The process is not new, but the method is.

"You can genetically modify cells in these sort of flasks in a very precise way," says Griffin. "You can add genes, not just add them anywhere to your DNA, but you can actually insert them at a specific point. In a culture of 10 billion letters of the genetic code, you can alter just one of them."

The Roslin Institute's work has far-reaching benefits for the farming community and the general population. In the future "You could consider cloning for use in farm-animal production," says Griffin, "maybe to multiply your very best dairy cow."

(If cloning became commonplace, telling one animal from another would become more difficult. One way of telling with sheep would be to take nose prints. Nose prints are the sheep equivalent of fingerprints and are not wholly genetically determined.)

The researchers on the Missyplicity project hope to contribute to animal science, specifically to the development of canine contraceptives and infertility treatments.

Medicine also benefits from Roslin's work. Human proteins, in great demand for the treatment of a variety of diseases, can be produced in cell culture. At present, some are purified from blood, which is costly and risky because of potential contamination.

Roslin's work, over the next three years, is to genetically modify pigs to produce organs for transplant that won't be rejected by human recipients.

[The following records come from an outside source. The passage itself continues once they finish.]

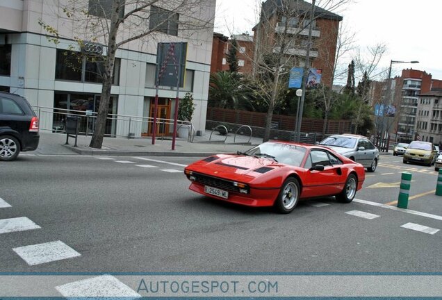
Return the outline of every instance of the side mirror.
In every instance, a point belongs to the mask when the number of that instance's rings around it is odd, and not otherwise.
[[[309,169],[309,171],[324,171],[324,166],[322,165],[316,165]]]

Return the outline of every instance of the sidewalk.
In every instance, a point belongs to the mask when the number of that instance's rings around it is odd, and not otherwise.
[[[77,147],[74,144],[75,139],[69,138],[69,144],[65,145],[66,135],[40,131],[38,148],[29,154],[41,155],[92,155],[92,156],[208,156],[220,153],[236,153],[245,151],[254,145],[262,143],[262,138],[245,135],[227,137],[218,132],[206,131],[202,136],[195,136],[193,142],[186,139],[177,138],[175,150],[172,150],[172,140],[157,138],[152,144],[152,138],[127,139],[124,138],[104,138],[101,149],[89,147],[91,137],[79,135]],[[211,140],[209,141],[209,138]],[[234,144],[234,138],[235,144]],[[224,140],[225,144],[224,142]],[[249,140],[250,140],[249,141]]]
[[[91,136],[79,135],[77,147],[74,147],[75,140],[69,138],[69,144],[65,145],[66,135],[40,131],[40,143],[37,150],[26,152],[29,154],[42,155],[90,155],[117,156],[209,156],[222,153],[245,151],[263,142],[262,138],[229,133],[221,135],[218,132],[206,131],[202,136],[195,136],[193,142],[186,139],[177,138],[175,150],[172,150],[172,140],[157,138],[152,144],[151,137],[145,138],[127,139],[124,138],[104,138],[101,149],[89,147]],[[209,140],[210,139],[210,140]],[[225,140],[225,143],[224,143]],[[381,155],[391,154],[381,152]]]

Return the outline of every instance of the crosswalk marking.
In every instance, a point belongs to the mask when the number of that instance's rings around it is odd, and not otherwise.
[[[310,201],[309,204],[311,206],[314,206],[314,207],[322,207],[322,206],[327,206],[330,205],[329,203],[325,203],[323,202],[318,202],[318,201]]]
[[[180,171],[180,170],[173,169],[163,169],[160,171],[167,172],[167,173],[182,173],[183,172],[182,170]]]
[[[24,231],[41,228],[26,217],[0,219],[0,233]]]
[[[439,231],[439,229],[428,227],[423,225],[419,225],[415,223],[407,223],[401,226],[401,227],[406,228],[408,229],[411,229],[416,231],[420,231],[420,232],[431,234],[431,235],[434,235],[434,233],[436,233],[436,232]]]
[[[167,165],[176,165],[176,166],[178,166],[178,167],[186,167],[187,166],[187,165],[179,164],[179,163],[177,163],[177,162],[167,162],[167,161],[165,161],[165,160],[154,160],[154,159],[152,159],[152,158],[142,158],[142,157],[139,157],[139,156],[135,156],[135,157],[133,157],[133,158],[139,159],[139,160],[142,160],[152,161],[152,162],[161,162],[161,163],[165,163],[165,164],[167,164]]]
[[[13,206],[1,198],[0,198],[0,208],[6,208],[8,207]]]
[[[370,212],[365,212],[360,210],[352,210],[352,211],[346,212],[345,213],[347,215],[351,215],[356,217],[359,217],[361,218],[368,219],[375,219],[379,217],[377,215],[370,214]]]
[[[81,255],[61,241],[24,246],[13,248],[13,250],[29,265],[61,260]]]
[[[124,297],[133,299],[141,295],[110,275],[93,277],[56,287],[65,297]]]

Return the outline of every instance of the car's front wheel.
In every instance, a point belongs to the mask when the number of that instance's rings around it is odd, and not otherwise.
[[[279,213],[288,214],[292,212],[300,201],[300,183],[297,179],[290,177],[286,179],[279,194],[275,201],[275,208]]]
[[[376,167],[377,167],[377,160],[375,158],[373,162],[371,162],[371,167],[368,167],[367,170],[370,172],[374,172],[376,171]]]
[[[345,185],[341,194],[336,195],[336,199],[343,203],[350,203],[353,201],[357,190],[358,181],[354,174],[350,174],[345,181]]]
[[[14,160],[20,153],[20,143],[11,135],[0,136],[0,161]]]

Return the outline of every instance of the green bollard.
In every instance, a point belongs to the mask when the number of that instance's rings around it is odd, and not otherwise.
[[[436,195],[442,196],[442,169],[439,169],[437,176],[437,185],[436,185]]]
[[[410,194],[411,185],[411,173],[402,172],[400,178],[400,187],[399,188],[399,197],[398,197],[398,207],[407,208],[408,206],[408,197]]]

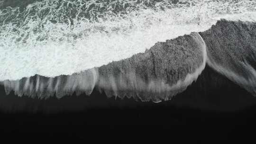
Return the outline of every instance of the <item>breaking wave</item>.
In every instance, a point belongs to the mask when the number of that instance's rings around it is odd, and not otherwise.
[[[60,98],[96,88],[158,102],[206,64],[256,94],[255,1],[31,1],[0,2],[7,94]]]
[[[206,30],[222,18],[256,20],[255,0],[3,0],[0,6],[0,81],[71,74]]]

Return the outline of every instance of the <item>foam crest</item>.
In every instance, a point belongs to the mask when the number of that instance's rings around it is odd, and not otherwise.
[[[205,31],[221,18],[254,21],[256,3],[44,0],[4,8],[0,81],[70,75],[144,52],[159,41]]]

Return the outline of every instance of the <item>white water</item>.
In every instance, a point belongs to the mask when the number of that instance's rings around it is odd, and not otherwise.
[[[158,41],[205,31],[222,18],[256,21],[255,0],[164,1],[151,7],[150,0],[73,1],[44,0],[23,11],[0,10],[0,81],[100,66],[144,52]]]

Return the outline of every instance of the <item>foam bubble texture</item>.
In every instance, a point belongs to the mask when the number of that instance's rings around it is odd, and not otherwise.
[[[255,0],[0,2],[0,81],[71,74],[203,31],[221,18],[255,21]]]

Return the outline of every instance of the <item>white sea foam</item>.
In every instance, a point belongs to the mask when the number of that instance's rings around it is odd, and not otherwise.
[[[217,20],[256,21],[256,1],[57,0],[0,10],[0,81],[53,77],[144,52]]]

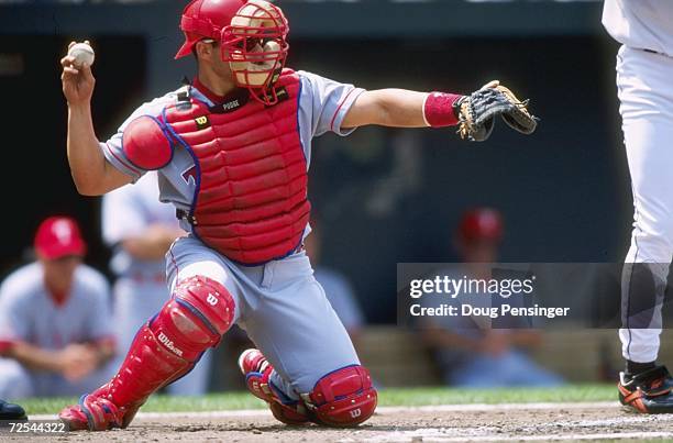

Nor is Dolly's work over, though the team leader, Professor Ian Wilmut, says, "It's important that she gets as normal a life as she can, and we're not going to do a lot of biological studies with her."

Like some other royal women, Dolly does charity work. When she was 10 months old, she was sheared, and her fleece was donated to Britain's Cystic Fibrosis Trust. (World champion Scottish shearer, Geordie Bayne, from Selkirk, performed the task very carefully. Sheep can experience a lot of stress when sheared, so the Roslin team had a vet standing by. However, according to Griffin, "She seemed to enjoy the process.")

The "BBC Clothes Show" then asked viewers to design a sweater for the wool. After the winning design was picked, the fleece was knitted, and the resulting sweater is now part of a permanent exhibition at London's Science Museum, and has been touring the world.

Dolly was sheared again this May, and the fleece went to benefit Scotland's Cystic Fibrosis Trust.

Griffin is often asked what a day in the life of Dolly is like, and he says he's tempted to reply: "She was woken up and brought coffee, and then read the Financial Times."

The reality is, she leads a very leisurely existence. Food arrives at 8 a.m. and 4 p.m. Visitors -- representatives of the media mostly, as the general public is not allowed to see her -- arrive almost every day. "She's certainly the most photographed sheep of all time," says Griffin, "and comes to the camera rather than escaping it."

She has had the offer of a U.S. chat show, but had to decline because of regulations. At present, she spends all her time in the barn, with Bonnie and the other clones for company. In the future, she may be let out in the field for two to three hours at a time. There is a greater risk of infection outside, however, and she will need to be supervised.

Dolly's lifestyle, though limited, probably will mean she'll enjoy a long life. Few sheep are allowed to live out their potential life span of 11 to 13 years. Most are killed within their first year and eaten.Sheep are also often put down when they lose their teeth. In her privileged position, Dolly may get false teeth, if it's considered an appropriate option at the time.

In the meantime, Dolly lives in relative luxury. It may not be Hollywood, as befits her celebrity status, but in sheep terms, life's pretty good. And those of the public who can't see her in life can go to the Scottish Museum in Edinburgh and see her in death: Dolly is to be immortalized for all time. The Roslin Institute has a taxidermist ready and waiting.